Monitoring UV exposure is set to become a standard feature on a wide range of wearable devices, including smart watches and glasses, and health and fitness monitors. Low cost and light weight, single-function UV Index monitors, in the form of bracelets, rings or lapel buttons, are likely to increase in popularity as awareness increases and concerns grow about the cancer risk of over exposure to the sun’s rays.

As a result, designers will be seeking low cost, low power, small size (even flexible) UV sensors and photodiodes, plus ancillary circuitry, to incorporate into the next generation of wearable devices. Highly integrated ICs, such as the components illustrated in this article, will be in demand and proliferate.

Additional Information

Organic option

A potential alternative to silicon photodetectors is the organic photodiode. Already being used to improve light sensitivity in cameras and for checking color homogeneity, stability and brightness distribution in displays, organic photodiodes are powerful, lightweight, cheap to produce and can be flexible.

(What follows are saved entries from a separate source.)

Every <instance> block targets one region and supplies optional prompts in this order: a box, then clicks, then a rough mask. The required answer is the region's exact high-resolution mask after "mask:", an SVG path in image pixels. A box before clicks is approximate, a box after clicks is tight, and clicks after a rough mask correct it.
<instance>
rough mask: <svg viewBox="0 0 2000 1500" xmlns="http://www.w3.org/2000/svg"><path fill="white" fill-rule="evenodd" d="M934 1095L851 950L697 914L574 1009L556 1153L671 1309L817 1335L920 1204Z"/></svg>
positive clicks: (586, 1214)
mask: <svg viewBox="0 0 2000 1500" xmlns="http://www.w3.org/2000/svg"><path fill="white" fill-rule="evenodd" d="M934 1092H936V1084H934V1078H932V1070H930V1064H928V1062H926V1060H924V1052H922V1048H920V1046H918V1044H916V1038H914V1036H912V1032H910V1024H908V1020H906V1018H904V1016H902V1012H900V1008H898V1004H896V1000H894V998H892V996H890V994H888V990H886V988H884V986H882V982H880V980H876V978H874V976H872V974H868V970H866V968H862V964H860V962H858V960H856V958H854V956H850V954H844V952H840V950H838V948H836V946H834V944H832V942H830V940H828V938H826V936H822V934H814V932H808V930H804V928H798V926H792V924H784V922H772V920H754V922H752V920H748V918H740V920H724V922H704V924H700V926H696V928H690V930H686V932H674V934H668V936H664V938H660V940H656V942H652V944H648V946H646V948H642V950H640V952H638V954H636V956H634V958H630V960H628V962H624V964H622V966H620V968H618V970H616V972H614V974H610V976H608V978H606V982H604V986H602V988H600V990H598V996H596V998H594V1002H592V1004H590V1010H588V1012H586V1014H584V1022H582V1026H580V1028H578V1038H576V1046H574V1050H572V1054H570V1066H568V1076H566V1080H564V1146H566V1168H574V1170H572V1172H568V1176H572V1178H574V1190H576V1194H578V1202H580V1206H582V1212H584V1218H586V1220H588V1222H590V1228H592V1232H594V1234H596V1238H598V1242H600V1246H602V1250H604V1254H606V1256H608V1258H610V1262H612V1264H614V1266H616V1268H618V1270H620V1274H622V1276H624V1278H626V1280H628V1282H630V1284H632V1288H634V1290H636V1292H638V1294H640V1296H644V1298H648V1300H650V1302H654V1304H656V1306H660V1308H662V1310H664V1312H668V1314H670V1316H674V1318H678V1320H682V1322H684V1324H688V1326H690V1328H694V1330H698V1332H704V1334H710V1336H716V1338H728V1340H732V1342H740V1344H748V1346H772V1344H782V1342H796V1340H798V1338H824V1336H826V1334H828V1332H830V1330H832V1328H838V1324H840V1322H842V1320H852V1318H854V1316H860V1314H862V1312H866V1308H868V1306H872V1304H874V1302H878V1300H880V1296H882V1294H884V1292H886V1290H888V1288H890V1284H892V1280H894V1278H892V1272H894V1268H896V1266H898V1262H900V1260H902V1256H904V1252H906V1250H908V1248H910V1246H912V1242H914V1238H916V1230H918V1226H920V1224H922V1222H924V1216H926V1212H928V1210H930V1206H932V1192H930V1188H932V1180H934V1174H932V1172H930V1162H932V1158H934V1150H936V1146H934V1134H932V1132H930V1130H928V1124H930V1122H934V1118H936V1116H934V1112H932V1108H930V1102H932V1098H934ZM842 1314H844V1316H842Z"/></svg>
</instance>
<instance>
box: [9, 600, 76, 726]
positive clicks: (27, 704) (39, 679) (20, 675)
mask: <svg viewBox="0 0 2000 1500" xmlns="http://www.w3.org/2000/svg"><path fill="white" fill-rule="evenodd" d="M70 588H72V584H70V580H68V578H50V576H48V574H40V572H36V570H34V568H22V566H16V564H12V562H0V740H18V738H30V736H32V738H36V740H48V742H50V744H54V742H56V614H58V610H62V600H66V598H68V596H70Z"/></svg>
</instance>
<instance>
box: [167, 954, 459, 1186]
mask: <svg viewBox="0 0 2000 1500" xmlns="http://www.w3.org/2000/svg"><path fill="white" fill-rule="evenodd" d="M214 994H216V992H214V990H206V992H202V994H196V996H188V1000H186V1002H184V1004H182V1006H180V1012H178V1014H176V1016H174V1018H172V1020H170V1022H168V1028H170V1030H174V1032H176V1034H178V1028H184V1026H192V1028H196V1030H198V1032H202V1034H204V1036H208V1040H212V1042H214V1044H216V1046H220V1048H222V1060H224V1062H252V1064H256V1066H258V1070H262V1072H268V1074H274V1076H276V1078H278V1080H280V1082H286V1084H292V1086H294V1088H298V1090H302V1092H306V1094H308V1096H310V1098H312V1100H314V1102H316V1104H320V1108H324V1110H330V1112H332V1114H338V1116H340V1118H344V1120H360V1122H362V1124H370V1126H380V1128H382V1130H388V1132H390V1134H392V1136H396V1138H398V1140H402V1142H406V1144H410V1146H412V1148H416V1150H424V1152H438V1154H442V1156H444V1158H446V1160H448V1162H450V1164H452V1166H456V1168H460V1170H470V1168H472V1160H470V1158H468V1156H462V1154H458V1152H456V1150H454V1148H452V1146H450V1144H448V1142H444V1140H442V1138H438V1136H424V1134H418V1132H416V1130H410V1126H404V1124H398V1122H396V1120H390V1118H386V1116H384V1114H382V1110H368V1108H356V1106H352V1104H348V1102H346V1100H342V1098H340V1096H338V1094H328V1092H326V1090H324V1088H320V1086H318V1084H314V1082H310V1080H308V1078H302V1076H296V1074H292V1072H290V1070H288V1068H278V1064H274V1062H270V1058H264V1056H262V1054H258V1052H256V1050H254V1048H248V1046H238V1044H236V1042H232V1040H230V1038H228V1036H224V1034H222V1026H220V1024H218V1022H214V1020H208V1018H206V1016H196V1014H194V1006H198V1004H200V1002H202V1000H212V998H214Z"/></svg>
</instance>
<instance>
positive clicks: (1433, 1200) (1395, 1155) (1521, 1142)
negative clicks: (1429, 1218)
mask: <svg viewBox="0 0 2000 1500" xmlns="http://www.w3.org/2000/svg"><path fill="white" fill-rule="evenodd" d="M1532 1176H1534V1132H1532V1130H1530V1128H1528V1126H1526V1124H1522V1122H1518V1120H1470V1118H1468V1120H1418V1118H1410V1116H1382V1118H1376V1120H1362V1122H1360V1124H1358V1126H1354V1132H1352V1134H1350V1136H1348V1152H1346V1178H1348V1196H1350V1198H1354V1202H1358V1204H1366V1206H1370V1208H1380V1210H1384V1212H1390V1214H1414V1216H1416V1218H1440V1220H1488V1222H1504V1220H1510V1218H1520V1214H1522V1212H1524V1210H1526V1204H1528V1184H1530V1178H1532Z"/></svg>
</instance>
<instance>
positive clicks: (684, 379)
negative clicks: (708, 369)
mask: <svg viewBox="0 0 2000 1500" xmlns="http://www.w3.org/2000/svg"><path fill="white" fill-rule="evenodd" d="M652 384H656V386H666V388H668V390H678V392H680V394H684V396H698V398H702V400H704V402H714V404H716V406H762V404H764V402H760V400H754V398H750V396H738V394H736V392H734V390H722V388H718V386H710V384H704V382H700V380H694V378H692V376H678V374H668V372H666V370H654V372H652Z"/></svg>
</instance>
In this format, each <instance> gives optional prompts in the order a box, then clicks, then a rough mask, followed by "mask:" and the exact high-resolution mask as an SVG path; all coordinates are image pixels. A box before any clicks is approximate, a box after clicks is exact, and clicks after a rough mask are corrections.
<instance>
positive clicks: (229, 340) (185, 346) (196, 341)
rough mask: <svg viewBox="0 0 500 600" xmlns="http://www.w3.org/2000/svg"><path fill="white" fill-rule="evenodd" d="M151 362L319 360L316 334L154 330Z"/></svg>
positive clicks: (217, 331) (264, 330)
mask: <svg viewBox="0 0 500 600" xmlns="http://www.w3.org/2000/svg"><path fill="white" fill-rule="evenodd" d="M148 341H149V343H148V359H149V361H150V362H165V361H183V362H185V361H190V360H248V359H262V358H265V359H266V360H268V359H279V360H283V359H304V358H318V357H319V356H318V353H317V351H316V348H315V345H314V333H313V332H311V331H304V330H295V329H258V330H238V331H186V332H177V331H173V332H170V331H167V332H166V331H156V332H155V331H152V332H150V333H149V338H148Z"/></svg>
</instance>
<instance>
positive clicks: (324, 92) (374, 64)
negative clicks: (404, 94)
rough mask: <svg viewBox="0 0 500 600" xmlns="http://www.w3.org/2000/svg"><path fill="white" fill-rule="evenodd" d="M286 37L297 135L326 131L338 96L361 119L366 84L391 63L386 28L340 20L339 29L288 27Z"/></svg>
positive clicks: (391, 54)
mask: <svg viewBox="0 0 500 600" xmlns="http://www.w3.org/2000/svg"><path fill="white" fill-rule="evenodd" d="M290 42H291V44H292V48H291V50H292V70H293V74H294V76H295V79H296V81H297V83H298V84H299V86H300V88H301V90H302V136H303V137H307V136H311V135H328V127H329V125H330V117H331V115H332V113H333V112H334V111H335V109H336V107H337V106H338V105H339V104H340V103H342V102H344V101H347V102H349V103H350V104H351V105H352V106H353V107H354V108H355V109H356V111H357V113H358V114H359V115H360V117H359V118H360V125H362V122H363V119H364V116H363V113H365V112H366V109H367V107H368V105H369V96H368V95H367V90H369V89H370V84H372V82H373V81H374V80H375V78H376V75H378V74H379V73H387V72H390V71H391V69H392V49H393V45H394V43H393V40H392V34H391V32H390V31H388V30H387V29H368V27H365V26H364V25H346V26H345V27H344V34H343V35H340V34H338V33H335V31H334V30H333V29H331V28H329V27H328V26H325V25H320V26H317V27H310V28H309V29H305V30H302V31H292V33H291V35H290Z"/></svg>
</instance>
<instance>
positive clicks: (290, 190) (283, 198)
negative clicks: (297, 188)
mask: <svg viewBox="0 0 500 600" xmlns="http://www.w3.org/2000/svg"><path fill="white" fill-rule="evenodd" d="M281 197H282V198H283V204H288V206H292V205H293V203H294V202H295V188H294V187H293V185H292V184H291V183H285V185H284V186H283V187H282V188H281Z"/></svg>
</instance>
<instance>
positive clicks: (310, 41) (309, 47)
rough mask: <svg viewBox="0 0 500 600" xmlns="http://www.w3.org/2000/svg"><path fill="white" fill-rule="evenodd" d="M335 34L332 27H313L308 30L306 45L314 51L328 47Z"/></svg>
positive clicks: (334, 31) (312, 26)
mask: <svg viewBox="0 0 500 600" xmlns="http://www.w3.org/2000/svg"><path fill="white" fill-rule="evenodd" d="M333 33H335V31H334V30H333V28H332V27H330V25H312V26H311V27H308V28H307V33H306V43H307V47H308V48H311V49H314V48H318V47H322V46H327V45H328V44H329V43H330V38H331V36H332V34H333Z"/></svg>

They can be integrated onto polymer foils, for example, for wearable applications.


Figure 2: Organic photodiodes are lightweight, cheap to produce and can be integrated onto flexible substrates. (Courtesy of Fraunhofer COMEDD)

Organic materials tend to be sensitive to a particular wavelength range, making each suitable for specific applications. Scientists at the Fraunhofer Research Institution for Organics, Materials and Electronic Devices (COMEDD)¹ in Dresden, Germany, have trialed a range of materials covering a broad wavelength spectrum. For use in the UV or near-infrared range, the team is further developing tiny micro-sensors that combine organic semiconductors with silicon technology. The ability to use 200 mm silicon wafer substrates or foils on carrier wafers will facilitate the transfer of this technology to the broader scope of industrial and even consumer applications.